HOLE(S) TO REMEMBER:
Quirkiness plays a big part at Stonebridge, so much so that one worker I spoke to my first time around was downright giddy about it. "So what'd you think of #6 and #14?" he asked excitedly. "Fun holes, right?" Both are short par-4s (269 and 290 from the whites, respectively). You can drive the green from the elevated sixth tee, but the "Principal's Nose" -- a grassy bulge in the far end of the fairway, with a hump surrounded by three small bunkers -- threatens anything short and center. Get overzealous and pull-happy and you might find yourself in someone's pool. Bail out to the right side and you leave yourself an approach to a green running hard to the left. The 14th almost seems too short and simple to be true, but the two-tiered, elevated green can quickly cause fits of rage if you loft a shot onto the wrong level or stick your approach into its rough-riddled face.

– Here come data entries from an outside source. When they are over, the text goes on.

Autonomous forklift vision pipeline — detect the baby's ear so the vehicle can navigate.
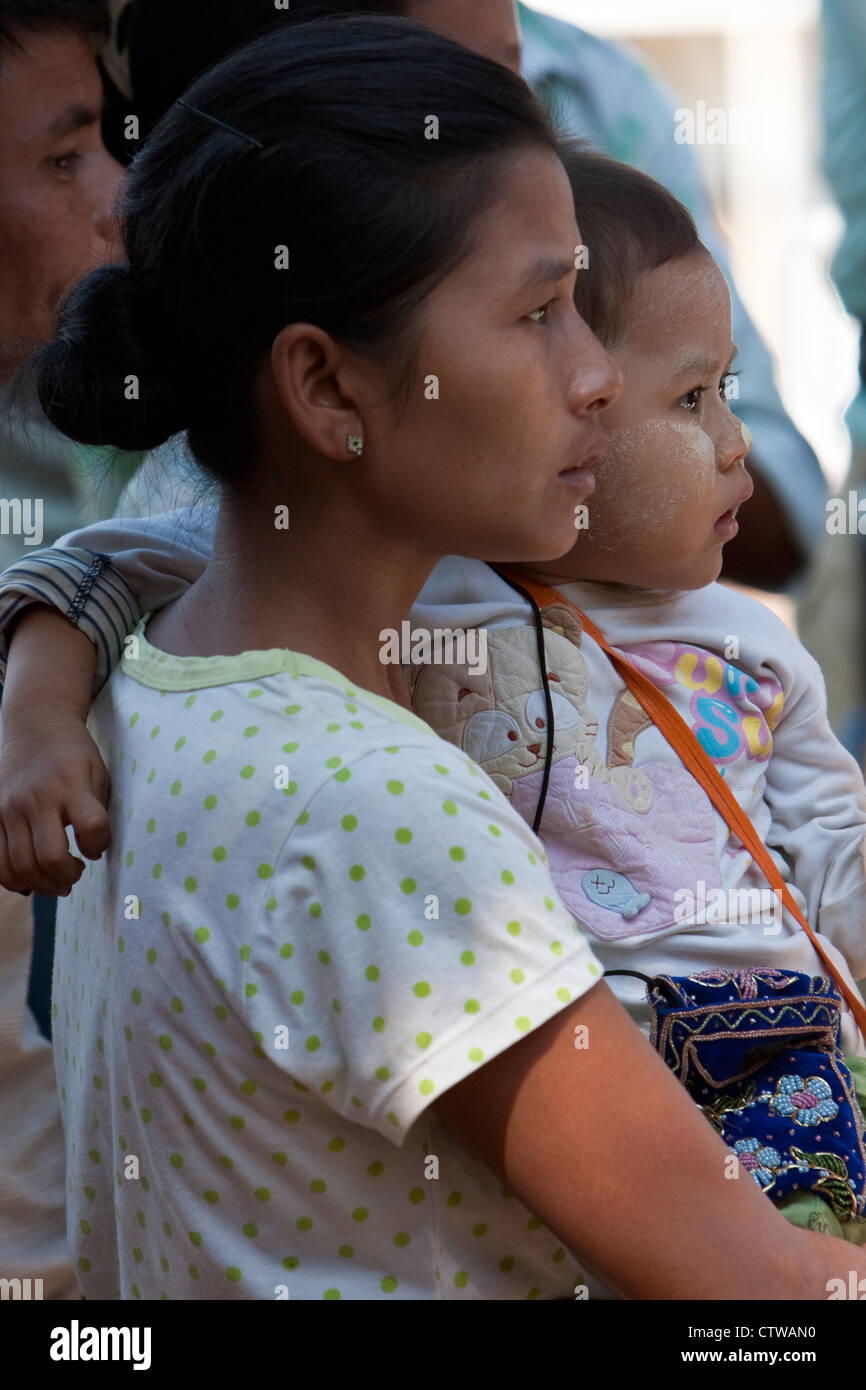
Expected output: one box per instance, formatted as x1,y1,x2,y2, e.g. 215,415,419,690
541,603,584,646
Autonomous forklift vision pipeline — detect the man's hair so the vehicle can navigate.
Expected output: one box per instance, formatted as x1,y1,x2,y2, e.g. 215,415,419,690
0,0,111,57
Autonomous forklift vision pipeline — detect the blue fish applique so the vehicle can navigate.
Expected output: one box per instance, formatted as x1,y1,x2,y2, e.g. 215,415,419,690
581,869,651,922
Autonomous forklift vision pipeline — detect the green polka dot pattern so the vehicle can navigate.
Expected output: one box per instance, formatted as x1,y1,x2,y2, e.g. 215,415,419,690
54,639,601,1301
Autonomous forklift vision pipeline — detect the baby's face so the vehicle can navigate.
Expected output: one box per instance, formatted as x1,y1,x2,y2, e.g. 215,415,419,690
527,250,752,589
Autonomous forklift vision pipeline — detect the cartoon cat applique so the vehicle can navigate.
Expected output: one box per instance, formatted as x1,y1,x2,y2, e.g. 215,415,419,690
410,603,720,940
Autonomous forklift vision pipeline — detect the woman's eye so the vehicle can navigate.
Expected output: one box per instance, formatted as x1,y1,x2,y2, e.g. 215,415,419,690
677,386,703,414
527,299,553,324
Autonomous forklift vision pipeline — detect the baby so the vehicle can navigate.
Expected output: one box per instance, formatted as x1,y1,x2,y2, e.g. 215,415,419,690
0,146,866,1243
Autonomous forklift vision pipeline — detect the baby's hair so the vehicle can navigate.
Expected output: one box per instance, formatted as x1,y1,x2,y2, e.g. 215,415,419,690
33,15,556,488
560,140,703,348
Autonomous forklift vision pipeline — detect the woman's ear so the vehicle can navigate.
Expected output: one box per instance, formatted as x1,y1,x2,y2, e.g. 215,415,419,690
271,324,364,463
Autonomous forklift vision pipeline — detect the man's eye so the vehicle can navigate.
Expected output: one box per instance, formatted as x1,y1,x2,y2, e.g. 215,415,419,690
677,386,703,414
50,150,81,174
527,299,553,324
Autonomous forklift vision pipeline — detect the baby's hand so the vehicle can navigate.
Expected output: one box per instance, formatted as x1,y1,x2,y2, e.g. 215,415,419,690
0,705,111,898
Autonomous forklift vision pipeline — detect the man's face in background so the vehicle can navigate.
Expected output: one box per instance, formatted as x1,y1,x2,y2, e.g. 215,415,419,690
0,28,122,379
406,0,520,72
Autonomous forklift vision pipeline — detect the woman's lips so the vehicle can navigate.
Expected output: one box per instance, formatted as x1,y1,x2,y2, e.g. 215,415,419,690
714,507,740,541
559,467,595,498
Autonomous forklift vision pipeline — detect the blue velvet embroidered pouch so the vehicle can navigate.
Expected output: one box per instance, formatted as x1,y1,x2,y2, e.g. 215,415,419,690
647,967,866,1222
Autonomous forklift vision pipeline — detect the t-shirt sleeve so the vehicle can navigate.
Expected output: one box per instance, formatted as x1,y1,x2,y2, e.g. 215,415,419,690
245,735,602,1145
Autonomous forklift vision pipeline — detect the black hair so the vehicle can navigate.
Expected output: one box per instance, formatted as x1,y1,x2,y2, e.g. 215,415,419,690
35,17,556,485
0,0,110,56
560,140,703,348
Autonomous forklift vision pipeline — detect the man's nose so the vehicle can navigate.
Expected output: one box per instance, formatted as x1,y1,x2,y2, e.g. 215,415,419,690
93,150,124,257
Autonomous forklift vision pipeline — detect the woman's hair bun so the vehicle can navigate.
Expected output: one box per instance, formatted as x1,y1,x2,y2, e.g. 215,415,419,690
35,264,188,452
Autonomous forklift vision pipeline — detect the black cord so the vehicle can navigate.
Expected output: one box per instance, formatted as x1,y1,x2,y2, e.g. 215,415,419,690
489,564,556,834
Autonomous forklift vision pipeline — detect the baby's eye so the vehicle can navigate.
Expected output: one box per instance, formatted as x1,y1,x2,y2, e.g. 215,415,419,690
527,299,553,324
677,386,703,416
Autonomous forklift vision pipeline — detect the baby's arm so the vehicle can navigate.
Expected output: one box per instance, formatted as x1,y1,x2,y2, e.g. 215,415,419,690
0,605,110,897
0,506,215,692
0,507,214,895
765,648,866,979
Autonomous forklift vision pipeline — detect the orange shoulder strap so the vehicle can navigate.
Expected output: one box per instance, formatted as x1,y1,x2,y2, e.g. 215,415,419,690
495,564,866,1038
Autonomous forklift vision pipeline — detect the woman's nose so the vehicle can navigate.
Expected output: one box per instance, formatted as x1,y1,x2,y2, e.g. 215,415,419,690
570,320,623,414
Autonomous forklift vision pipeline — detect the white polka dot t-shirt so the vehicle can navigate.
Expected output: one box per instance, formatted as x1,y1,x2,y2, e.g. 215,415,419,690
54,620,601,1300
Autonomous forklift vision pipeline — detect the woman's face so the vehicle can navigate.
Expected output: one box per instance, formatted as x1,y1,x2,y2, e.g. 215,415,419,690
355,146,621,560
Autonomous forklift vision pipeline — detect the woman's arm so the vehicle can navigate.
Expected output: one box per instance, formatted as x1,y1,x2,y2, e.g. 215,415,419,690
435,983,866,1300
0,605,110,897
0,506,215,694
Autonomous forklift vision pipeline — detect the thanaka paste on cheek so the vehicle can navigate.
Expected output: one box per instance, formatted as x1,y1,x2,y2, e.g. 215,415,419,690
589,420,716,550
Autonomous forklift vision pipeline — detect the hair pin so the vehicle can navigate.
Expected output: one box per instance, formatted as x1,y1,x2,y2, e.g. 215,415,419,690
177,96,264,150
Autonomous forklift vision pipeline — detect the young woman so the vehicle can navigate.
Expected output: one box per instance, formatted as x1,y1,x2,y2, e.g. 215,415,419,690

I also enjoy #3, a 322-yard par-4 with a green (right) surrounded on three sides by water and rolling mounds protecting the front, and #8, by far the longest hole at Stonebridge (555 from the whites). Ponds sit in hiding beyond the fairway on your tee shot and off to the left on the second shot, and a deep bunker guards the left side of an elevated green.
AREA(S) TO AVOID:
Until you've played Stonebridge a few times, it's impossible to know exactly where and where not to be. But as a quick guide, try to keep yourself on the pin-side of the 11th, 15th and 16th greens, and know the pin location on #14 before pitching up to the green.
Also, the boomerang-shaped green at #12 is wide enough for the fringe and rough to cut off a badly placed shot on one end of the green from the cup on the other end.
If you've never been to Stonebridge before, look for the sign out front for ZZ's Grille, Stonebridge's restaurant. It's easy to miss the course entrance, and the fewer U-turns and quick merges you have to make on the busy 347/454 corridor, the better.